In 2002 the US gave $12.9 billion in foreign aid. Foreign workers on the other hand earned at least $20 billion in US that they took back to their homeland in private remittances. For some countries this is larger than their exports and tourism trade. This private "aid" bypasses the sticky fingers of corrupt government and banking officials.
So the workers in the US are still contributing to their mother country.

Most people would still rather live in their country of birth (unless of course you are a Democrat) so if opportunities appear they will want to move back.

In an article in the Washington Post you see this scenario playing out in Ethiopia.
Among Ethiopians, however, many young emigres from the business and professional set are looking to return. This unique situation can be attributed in part to the financial success of Ethiopians in the United States, and in part to a campaign by the government to woo them back.

Last year, Ethiopians in the United States sent home $6 million in remittance money, eclipsing coffee, the country's biggest export, which earned $4 million.

"There is the sentimental pull of home and at the same time a thriving business atmosphere," Kinfe said. "Successful people feel they owe something back to their country. Ethiopians love their culture.
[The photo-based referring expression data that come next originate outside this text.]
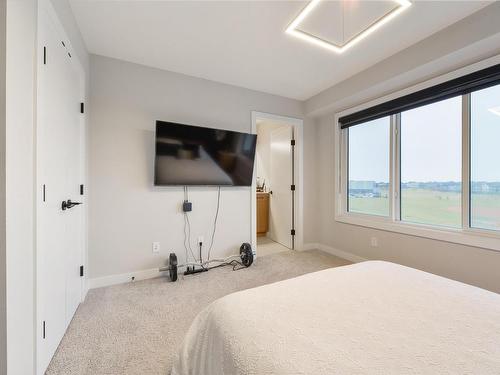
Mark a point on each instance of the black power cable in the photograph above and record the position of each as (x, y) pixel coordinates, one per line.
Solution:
(215, 223)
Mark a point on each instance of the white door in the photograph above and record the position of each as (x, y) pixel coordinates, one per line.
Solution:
(280, 213)
(59, 232)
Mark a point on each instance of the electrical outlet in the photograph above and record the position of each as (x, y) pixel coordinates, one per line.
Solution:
(156, 247)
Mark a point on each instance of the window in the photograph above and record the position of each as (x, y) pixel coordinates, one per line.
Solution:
(431, 164)
(426, 163)
(485, 159)
(369, 167)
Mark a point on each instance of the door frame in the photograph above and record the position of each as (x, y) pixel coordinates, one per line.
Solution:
(46, 10)
(298, 130)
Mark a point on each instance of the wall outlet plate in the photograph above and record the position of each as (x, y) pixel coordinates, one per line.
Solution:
(156, 247)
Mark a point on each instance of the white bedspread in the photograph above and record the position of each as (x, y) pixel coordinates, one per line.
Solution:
(368, 318)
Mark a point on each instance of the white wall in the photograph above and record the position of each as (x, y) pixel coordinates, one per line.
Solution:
(470, 40)
(126, 213)
(263, 151)
(3, 265)
(21, 27)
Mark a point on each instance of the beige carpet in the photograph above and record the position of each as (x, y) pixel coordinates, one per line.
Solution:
(136, 328)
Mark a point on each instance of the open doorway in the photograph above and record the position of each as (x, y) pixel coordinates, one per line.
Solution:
(276, 183)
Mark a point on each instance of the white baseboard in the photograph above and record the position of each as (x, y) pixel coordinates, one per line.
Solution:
(331, 250)
(99, 282)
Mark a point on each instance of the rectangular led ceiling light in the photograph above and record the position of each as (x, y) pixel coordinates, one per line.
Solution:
(495, 111)
(292, 29)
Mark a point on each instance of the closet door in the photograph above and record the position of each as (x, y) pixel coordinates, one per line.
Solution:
(59, 163)
(280, 222)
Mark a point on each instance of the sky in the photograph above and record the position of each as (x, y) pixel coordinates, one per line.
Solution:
(431, 142)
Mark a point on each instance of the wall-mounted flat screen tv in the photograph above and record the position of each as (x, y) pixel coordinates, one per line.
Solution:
(193, 155)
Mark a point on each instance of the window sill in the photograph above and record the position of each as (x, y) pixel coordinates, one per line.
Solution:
(475, 238)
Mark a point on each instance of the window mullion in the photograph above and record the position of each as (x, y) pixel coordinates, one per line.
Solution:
(396, 167)
(466, 106)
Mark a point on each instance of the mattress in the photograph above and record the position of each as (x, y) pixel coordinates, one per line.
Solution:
(368, 318)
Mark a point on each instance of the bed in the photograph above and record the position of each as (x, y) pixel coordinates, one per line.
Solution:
(368, 318)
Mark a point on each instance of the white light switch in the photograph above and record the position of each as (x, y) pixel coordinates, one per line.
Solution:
(156, 247)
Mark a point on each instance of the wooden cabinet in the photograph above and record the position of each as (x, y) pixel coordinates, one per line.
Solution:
(262, 213)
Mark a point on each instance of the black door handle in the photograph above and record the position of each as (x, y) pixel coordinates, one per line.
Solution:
(68, 204)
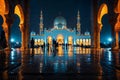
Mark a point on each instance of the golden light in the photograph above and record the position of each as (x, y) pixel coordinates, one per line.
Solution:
(70, 51)
(117, 9)
(60, 50)
(49, 39)
(60, 39)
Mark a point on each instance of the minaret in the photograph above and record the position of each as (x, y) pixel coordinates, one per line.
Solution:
(78, 23)
(41, 22)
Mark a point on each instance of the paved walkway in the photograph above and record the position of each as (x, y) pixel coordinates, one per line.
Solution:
(64, 63)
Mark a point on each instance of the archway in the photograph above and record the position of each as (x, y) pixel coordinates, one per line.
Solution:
(4, 10)
(60, 39)
(2, 35)
(49, 39)
(102, 11)
(70, 40)
(19, 11)
(116, 26)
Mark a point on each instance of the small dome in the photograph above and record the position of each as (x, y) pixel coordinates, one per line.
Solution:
(60, 22)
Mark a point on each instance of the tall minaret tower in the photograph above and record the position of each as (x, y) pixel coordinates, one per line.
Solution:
(41, 22)
(78, 23)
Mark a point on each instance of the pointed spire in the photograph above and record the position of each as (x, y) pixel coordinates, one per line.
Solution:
(78, 16)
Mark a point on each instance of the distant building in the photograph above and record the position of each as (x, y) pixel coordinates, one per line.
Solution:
(61, 34)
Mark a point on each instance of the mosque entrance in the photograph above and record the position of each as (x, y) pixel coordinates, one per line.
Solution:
(70, 40)
(60, 39)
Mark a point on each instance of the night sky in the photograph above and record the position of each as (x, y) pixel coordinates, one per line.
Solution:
(66, 8)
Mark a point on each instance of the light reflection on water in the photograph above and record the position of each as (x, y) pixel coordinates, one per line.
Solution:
(67, 60)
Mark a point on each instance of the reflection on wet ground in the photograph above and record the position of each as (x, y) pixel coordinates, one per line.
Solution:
(49, 63)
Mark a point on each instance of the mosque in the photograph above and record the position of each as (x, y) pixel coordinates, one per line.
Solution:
(61, 34)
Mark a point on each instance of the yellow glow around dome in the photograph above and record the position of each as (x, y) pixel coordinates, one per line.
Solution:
(60, 22)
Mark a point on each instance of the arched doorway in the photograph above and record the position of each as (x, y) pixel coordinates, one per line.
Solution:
(102, 11)
(49, 39)
(70, 40)
(4, 10)
(15, 36)
(2, 35)
(60, 39)
(19, 12)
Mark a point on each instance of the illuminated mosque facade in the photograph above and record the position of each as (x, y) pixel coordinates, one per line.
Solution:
(61, 34)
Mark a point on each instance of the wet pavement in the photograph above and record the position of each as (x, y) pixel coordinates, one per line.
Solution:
(67, 63)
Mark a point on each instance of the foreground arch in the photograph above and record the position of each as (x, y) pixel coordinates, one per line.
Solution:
(102, 11)
(19, 11)
(4, 10)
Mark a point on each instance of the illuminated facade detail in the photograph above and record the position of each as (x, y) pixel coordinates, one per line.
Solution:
(63, 35)
(78, 23)
(18, 11)
(4, 10)
(7, 11)
(41, 23)
(102, 11)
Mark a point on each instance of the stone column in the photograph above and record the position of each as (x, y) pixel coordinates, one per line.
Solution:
(7, 35)
(23, 36)
(116, 47)
(98, 35)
They want to come back. They just want to know they can also support their families here."

But officials hope that after the first investors come, doctors, lawyers, educators and other professionals will follow. The government is especially eager to attract those in the medical profession. At present, there are more Ethiopian doctors living in the United States than in Ethiopia.
My 3rd world development plan:

Step 1: Let your best and brightest leave for the US, Europe and developed Asia.

Step 2: Collect remittances from these workers and use the money to improve your country. Meanwhile your best and brightest are working with the world's best and brightest learning the ways of the best companies and academic institutions in the world.
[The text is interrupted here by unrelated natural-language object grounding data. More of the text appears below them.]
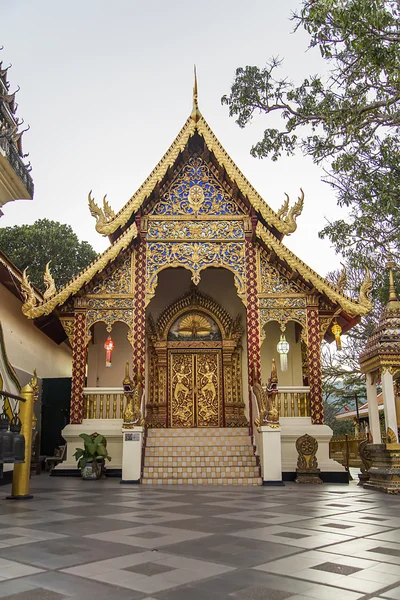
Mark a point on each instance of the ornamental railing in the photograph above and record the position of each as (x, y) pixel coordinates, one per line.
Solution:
(11, 153)
(103, 403)
(293, 401)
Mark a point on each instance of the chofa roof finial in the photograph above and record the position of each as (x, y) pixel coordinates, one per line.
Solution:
(390, 265)
(195, 110)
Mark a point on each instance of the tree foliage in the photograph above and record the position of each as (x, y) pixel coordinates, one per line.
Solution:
(347, 121)
(33, 246)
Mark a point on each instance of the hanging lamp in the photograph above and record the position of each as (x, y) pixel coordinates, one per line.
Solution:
(283, 350)
(337, 330)
(108, 347)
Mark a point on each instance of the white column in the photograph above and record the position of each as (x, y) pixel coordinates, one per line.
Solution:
(132, 454)
(271, 455)
(389, 402)
(373, 411)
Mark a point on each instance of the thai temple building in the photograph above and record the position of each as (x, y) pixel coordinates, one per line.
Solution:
(196, 300)
(15, 179)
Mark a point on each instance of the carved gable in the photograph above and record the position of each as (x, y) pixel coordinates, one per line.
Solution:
(117, 281)
(272, 281)
(195, 193)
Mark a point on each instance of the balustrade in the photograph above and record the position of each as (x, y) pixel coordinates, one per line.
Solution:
(293, 401)
(103, 403)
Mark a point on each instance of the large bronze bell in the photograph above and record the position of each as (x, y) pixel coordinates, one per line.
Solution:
(19, 440)
(7, 439)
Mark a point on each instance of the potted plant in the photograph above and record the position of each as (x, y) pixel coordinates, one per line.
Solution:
(92, 456)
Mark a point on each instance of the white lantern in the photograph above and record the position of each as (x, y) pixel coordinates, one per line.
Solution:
(283, 350)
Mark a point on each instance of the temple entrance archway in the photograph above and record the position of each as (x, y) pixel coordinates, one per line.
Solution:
(195, 358)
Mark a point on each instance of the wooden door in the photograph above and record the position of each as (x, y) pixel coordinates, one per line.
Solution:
(195, 388)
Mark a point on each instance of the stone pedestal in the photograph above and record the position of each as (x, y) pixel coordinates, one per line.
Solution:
(384, 474)
(132, 454)
(270, 455)
(110, 428)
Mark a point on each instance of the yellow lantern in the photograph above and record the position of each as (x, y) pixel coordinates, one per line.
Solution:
(337, 330)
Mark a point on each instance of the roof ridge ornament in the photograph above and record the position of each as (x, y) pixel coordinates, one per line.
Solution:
(196, 115)
(391, 265)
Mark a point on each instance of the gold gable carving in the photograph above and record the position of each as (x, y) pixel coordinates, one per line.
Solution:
(195, 193)
(118, 281)
(271, 281)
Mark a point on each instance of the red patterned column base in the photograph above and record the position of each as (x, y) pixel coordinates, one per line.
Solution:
(253, 320)
(139, 311)
(78, 368)
(315, 371)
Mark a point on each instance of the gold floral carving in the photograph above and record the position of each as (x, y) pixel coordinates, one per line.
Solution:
(32, 311)
(271, 281)
(282, 309)
(362, 307)
(391, 437)
(106, 225)
(195, 257)
(119, 281)
(195, 299)
(195, 230)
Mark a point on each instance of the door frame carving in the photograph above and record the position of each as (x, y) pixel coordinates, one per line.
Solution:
(231, 358)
Step 3: Your best and brightest see that their home country has made changes and is committed to progress. The best and brightest determine that they can have a larger impact in their home country (and quite possibly live better) than in the US. They return bringing with them the tricks of the trade that they picked up in the US.

1 comment:

Anonymous said...

assuming the best and brightest will find a good job in this new country - which only happens a few times.